Comment rendre les bâtiments peu énergivores? En isolant, en  optant pour le bois ou les panneaux solaires. La «flamme bleue»  (Laboratoire d’Études thermiques – CNRS) est une visualisation des  mouvements d’air internes contribuant à la compréhension des turbulences  pour maîtriser les transferts de chaleur en minimisant la consommation  énergétique. © Shutterstock
Comment rendre les bâtiments peu énergivores? En isolant, en optant pour le bois ou les panneaux solaires. La «flamme bleue» (Laboratoire d’Études thermiques – CNRS) est une visualisation des mouvements d’air internes contribuant à la compréhension des turbulences pour maîtriser les transferts de chaleur en minimisant la consommation énergétique. © Shutterstock
Maison des Cyclistes à Ixelles (Bruxelles – BE). Ossature en bois  FSC (Forest Stewardship Council), panneaux solaires thermiques,  géothermie, double vitrage et isolation, éco-matériaux, toiture  végétale. © Jean-Paul Hermant
Maison des Cyclistes à Ixelles (Bruxelles – BE). Ossature en bois FSC (Forest Stewardship Council), panneaux solaires thermiques, géothermie, double vitrage et isolation, éco-matériaux, toiture végétale. © Jean-Paul Hermant


Quelques projets européens


Que faire en attendant la transposition par les États membres des résolutions européennes? Énergie intelligente pour l’Europe, un vaste programme lancé en 2003 et désormais financé via le Programme-Cadre pour la Compétitivité et l’innovation, soutient déjà une multitude de projets destinés à promouvoir le développement des énergies vertes et l’amélioration de l’efficacité énergétique.

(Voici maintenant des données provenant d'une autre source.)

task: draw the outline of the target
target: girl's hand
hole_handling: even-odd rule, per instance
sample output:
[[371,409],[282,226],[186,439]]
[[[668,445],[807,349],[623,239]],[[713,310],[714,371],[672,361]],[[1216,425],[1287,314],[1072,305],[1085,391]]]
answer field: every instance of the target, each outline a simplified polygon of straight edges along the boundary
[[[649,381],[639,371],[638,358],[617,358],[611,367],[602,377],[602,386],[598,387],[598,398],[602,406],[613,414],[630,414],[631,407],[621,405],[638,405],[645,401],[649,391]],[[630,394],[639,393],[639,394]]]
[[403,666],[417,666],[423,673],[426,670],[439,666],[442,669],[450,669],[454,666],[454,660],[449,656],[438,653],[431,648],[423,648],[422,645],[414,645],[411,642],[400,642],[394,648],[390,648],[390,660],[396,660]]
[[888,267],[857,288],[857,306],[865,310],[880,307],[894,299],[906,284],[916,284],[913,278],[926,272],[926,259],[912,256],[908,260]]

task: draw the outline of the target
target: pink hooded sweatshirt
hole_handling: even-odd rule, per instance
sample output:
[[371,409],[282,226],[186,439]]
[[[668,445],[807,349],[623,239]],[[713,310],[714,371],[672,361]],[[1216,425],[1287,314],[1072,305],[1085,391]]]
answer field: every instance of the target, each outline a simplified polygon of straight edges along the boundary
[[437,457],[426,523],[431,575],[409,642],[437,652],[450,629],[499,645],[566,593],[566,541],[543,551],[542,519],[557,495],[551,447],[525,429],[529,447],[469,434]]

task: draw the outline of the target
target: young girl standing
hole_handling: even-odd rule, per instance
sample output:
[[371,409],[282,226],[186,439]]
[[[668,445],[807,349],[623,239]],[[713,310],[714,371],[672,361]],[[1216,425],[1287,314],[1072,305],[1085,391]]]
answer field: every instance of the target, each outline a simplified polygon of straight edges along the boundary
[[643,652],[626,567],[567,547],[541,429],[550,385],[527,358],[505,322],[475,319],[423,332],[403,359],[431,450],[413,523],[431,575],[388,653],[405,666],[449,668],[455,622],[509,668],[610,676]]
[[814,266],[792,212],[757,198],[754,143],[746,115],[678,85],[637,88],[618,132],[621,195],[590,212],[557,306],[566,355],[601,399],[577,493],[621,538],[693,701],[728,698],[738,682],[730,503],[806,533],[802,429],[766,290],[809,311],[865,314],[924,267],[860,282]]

  1. EuroTopten est un portail web où l’on peut comparer l’efficacité énergétique des différents produits disponibles sur le marché. Il est constitué de 10 sites relatifs à 10 pays membres (FR, AT, BE, HO, IT, PO, HE, NL, FI, CZ).
  2. Le projet ECO N’HOME propose à 1000 ménages européens d’établir gratuitement un audit énergétique de leur habitation et de leurs déplacements. Les données récoltées seront ensuite utilisées pour élaborer un guide des meilleures pratiques dans ce domaine.
  3. BOILEFF vise à optimiser l’utilisation des chaudières et chauffe-eau. Responsables de l’essentiel de l’énergie consommée dans les bâtiments européens, ces installations sont fréquemment mal utilisées ou mal réglées.
  4. REMODECE tente d’élaborer une base de données et un programme informatique regroupant les différentes caractéristiques de la consommation électrique résidentielle des pays de l’Union.
  5. Les nouveaux pays membres de l’Union sont nettement moins avancés du point de vue de la performance énergétique. Le projet CEECAP tente de déterminer la meilleure manière d’instaurer les labels énergétiques des appareils en Europe de l’Est et en Europe Centrale.